Microsoft Azure for Research Award program
President Obama announced a Climate Action Plan with a series of executive actions to predict, prepare for, and address the impacts of global climate change. One of the commitments from the President's Climate Action Plan launched the Climate Data Initiative, an ambitious new effort that will help give communities across the United States the information and tools they need to plan for current and future climate impacts.
Microsoft Research offers technology, tools, and collaboration opportunities to help researchers solve the toughest problems in geoscience and climate research. In response to the Climate Data Initiative, we launched a special opportunity request for proposals (RFP) through the Microsoft Azure for Research program.
On this page
- Climate Data Award
- Application instructions
- Microsoft Research tools relevant to the Climate Data Initiative
Climate Data Award
We want to hear about your climate data projects using the cloud that can help transform the way we inform and prepare communities, businesses, and citizens. The Microsoft Azure for Research program will grant 12 months of free Microsoft Azure cloud computing resources with up to 180,000 hours of cloud computing time and 20 terabytes (TB) of cloud storage to be used for the project.
To apply for the Climate Data Initiative award, please provide a simple proposal that states the intent of your project with an explanation of how that project will use Microsoft Azure resources.
Please note the following application requirements:
- Length: Your proposal should be no longer than three pages.
- Title: The first word in your proposal title must be “CDI” to ensure that your proposal is considered for this award.
- Submission: Submit your proposal via the online application form.

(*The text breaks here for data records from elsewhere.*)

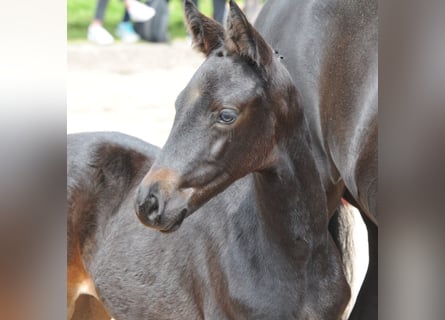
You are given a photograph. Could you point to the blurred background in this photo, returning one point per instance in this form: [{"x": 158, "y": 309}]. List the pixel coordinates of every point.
[{"x": 130, "y": 85}]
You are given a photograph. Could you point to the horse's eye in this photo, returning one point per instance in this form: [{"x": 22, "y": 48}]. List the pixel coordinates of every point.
[{"x": 227, "y": 116}]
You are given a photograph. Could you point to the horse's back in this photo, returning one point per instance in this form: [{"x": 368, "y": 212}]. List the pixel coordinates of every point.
[{"x": 330, "y": 50}]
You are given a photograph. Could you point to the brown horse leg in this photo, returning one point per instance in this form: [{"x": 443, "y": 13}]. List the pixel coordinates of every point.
[
  {"x": 366, "y": 307},
  {"x": 349, "y": 233},
  {"x": 88, "y": 307},
  {"x": 78, "y": 282}
]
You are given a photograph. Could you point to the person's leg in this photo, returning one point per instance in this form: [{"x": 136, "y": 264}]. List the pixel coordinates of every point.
[
  {"x": 100, "y": 11},
  {"x": 125, "y": 30},
  {"x": 219, "y": 7},
  {"x": 96, "y": 32}
]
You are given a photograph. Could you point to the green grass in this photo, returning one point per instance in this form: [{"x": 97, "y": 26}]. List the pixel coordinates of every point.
[{"x": 81, "y": 12}]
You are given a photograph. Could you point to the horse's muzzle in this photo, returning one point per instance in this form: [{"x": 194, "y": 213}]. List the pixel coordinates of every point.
[{"x": 159, "y": 204}]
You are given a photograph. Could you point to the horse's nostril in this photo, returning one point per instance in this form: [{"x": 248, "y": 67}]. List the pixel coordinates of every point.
[{"x": 153, "y": 204}]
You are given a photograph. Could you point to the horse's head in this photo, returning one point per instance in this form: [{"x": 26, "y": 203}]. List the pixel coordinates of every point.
[{"x": 226, "y": 123}]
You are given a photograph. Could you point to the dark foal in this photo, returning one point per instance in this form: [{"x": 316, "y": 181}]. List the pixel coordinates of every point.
[
  {"x": 239, "y": 166},
  {"x": 330, "y": 49},
  {"x": 102, "y": 172}
]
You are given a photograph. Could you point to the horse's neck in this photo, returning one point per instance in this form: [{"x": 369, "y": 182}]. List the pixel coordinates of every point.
[{"x": 290, "y": 196}]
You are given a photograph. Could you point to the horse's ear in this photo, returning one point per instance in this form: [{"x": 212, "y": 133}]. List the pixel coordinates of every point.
[
  {"x": 207, "y": 34},
  {"x": 243, "y": 39}
]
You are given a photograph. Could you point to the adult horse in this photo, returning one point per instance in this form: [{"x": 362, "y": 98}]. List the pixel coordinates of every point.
[
  {"x": 238, "y": 157},
  {"x": 330, "y": 50}
]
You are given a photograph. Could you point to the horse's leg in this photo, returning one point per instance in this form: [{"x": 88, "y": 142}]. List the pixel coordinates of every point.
[
  {"x": 88, "y": 307},
  {"x": 78, "y": 281},
  {"x": 366, "y": 307},
  {"x": 349, "y": 233}
]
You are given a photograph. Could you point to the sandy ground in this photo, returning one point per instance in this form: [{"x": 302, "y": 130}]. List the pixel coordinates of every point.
[{"x": 129, "y": 88}]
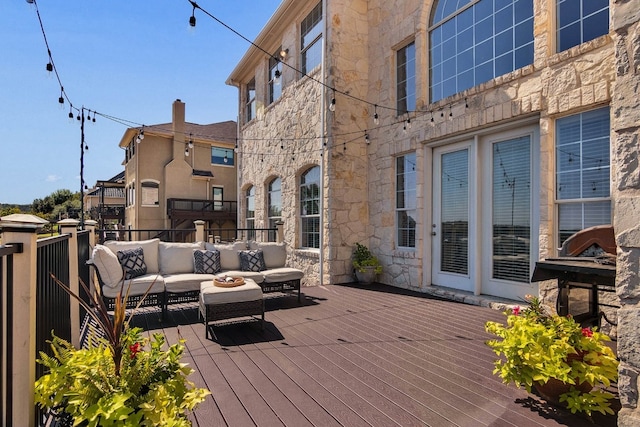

- Deadline: Proposals can be submitted throughout the calendar year and are due on the 15th of even-numbered months. Proposals are then reviewed and award recipients are notified within four to eight weeks.
2016 Proposal Deadlines
Microsoft Research tools relevant to the Climate Data Initiative
Microsoft Research uses Microsoft Azure extensively to build projects that are highly relevant to the Climate Data Initiative. These include:
- FetchClimate: This climate data-retrieval service provides past and present observations and future extrapolations.
- Node Atlas: This cloud-based service facilitates ease of data entry and enables a new form of geospatial data exploration. Users can select and perform visual queries by drawing multiple overlapping polygons, lines, and points on a map interface. Search results are then retained both as answers and as the basis for new questions.
- Layerscape: This cloud-based service enables data-driven storytelling by using a constellation of information management tools surrounding a powerful graphics engine.
Microsoft Research is one of the largest research organizations in the world with more than 1,100 scientists and engineers working in 13 labs across four continents. Our mission has stayed the same for more than 20 years: to advance the state of the art in computing through a combination of basic and applied research.
The reason is simple: innovation is the essence of Microsoft’s products and services. As our researchers solve the toughest problems in computing, share their ideas with the greater research community, and collaborate with Microsoft product groups, they are ensuring that the company—and the computing industry—will continue to find new ways for technology to enhance our world for years to come.
Microsoft Research has a long history of research relating to big data challenges—a major component of that involves our Earth, energy, and environment initiative, especially around geoscience and climate research; we are excited to participate in the Climate Data Initiative launch. We hope to explore and contribute to the translation of scientific research and information to practical use among policy- and decision-makers who are charged with anticipating, preparing for, and adapting to current and future impacts of climate change.